As we said above, there is a version of the Earthquake cocktail that uses a combination of whiskey and gin instead of the classic cognac, for an English version of the drink. And now we’ve found an American version of the classic French Earthquake cocktail that uses just whiskey instead of cognac.

Considering its use of whiskey, it should come as no surprise that this variation of the Earthquake cocktail comes from the people behind the Texas Whiskey Festival.
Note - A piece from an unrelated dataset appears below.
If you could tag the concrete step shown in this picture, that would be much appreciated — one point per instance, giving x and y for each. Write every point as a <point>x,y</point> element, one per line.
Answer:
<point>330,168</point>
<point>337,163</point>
This version uses bourbon, which balances out the absinthe, but a blended whiskey on the sweeter side works as well.

(From the Texas Whiskey Festival)

Ingredients

  • 2 1/2 ounces bourbon (or a sweet blended whiskey)
  • 1/4 ounce absinthe

Method

  1. Combine the whiskey and absinthe in a cocktail shaker filled with ice.
  2. Stir to chill.
  3. Strain into a chilled glass.

The World of Toulouse-Lautrec

Henri de Toulouse-Lautrec
Image used with permission by copyright holder

The epitome of the absinthe-soaked decadent of fin-de-siècle France, Toulouse-Lautrec was a great lover of Parisian nightlife. He spent his evenings exploring the realm of dance halls, cabarets, and brothels of Montmartre, where the artist lived most of his life. Set on a hill in the then-outskirts of Paris, the working-class district of the late 19th century felt like a world removed from the broad avenues and leafy squares of the city center.

By contrast, Montmartre had a landscape of narrow, seemingly haphazard lanes and working windmills, vestiges of the region’s rural roots. Climbing up the butte (hill) meant leaving the trappings of bourgeois culture behind for a raucous low-rent entertainment district that drew a wide mashup of society: Artists, writers, and intellectuals along with criminals, wide-eyed tourists, performers hoping to strike it big, and well-off Parisians eager for a quick escape from the confines of polite society into a decadent playground of excess.

Toulouse-Lautrec had a tough life: he was born with genetic defects, spoke with a lisp, and stood just 4 feet 11 inches tall as an adult. He hobbled around on childlike legs aided with a cane — one that he had specially outfitted with a hidden flask, so he would never be more than arm’s reach from alcoholic refreshment. Yet, despite his afflictions, the artist had an outgoing personality and a prodigious work ethic. Montmartre captivated him, and he created hundreds of works devoted to the district’s performers and its theatrical settings before his premature death at the age of 36.